The neutrino is a pesky critter: nearly impossible to detect and changing flavor at the drop of a hat. Enrico Fermi and Bruno Pontecorvo were the first to realize that neutrinos must exist (based on conservation of spin), but it was to be a long time from those first conjectures to the first definitive detection of a neutrino. There are actually three flavors of neutrino (corresponding to the three leptons: electrons, muons, and tau particles), plus their anti-neutrino counterparts. It turns out that any given neutrino detection experiment can’t just detect any neutrino: if you are looking for a muon neutrino and an electon neutrino happens by, you won’t see it. In fact, you won’t see many muon neutrinos either, because their chance of interacting with matter is about the same as your chance of winning the lottery 3 times in a row. Neutrinos that formed shortly after the big bang are mostly still zipping through space, completely unaware that anything exists in the universe.

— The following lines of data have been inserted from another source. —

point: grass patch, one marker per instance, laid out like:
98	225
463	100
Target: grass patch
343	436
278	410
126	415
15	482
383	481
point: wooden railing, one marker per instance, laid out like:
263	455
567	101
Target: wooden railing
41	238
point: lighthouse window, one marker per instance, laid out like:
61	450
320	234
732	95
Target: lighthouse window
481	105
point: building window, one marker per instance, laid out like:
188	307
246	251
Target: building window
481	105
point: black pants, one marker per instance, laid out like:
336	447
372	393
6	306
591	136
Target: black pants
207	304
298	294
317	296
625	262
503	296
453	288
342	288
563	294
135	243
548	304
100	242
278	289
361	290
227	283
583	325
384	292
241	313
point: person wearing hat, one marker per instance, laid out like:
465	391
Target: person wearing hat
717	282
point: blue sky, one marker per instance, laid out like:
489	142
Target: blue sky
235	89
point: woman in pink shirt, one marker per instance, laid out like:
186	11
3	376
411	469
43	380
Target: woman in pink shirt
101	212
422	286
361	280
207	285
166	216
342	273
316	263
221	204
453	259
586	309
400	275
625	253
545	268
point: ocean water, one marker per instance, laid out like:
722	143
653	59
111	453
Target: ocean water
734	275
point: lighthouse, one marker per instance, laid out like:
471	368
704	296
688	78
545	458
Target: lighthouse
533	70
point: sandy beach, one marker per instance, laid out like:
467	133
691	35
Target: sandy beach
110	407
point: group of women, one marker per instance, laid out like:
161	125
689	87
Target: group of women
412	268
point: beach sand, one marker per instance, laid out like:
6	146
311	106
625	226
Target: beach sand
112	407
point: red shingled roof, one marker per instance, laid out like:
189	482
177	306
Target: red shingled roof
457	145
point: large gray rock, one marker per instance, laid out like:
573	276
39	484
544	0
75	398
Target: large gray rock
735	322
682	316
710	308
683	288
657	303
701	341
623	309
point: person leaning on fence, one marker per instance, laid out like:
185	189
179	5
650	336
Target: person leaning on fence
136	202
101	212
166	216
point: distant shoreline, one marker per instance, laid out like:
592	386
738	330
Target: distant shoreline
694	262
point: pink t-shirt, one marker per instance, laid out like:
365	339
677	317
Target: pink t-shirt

Making things more difficult for the experimenter is that neutrinos change flavor in flight: solar electon neutrinos spontaneously become muon neutrinos on their journey, and change back with a now known frequency, resulting in 2/3 fewer electron neutrinos reaching the earth than were predicted.

Frank Close does a good job telling this story. I would have liked to see more diagrams and maybe an equation or two, and photographs of the gigantic neutrino detectors would have been nice, but he gets the story across even without the visual aids. So, kudos.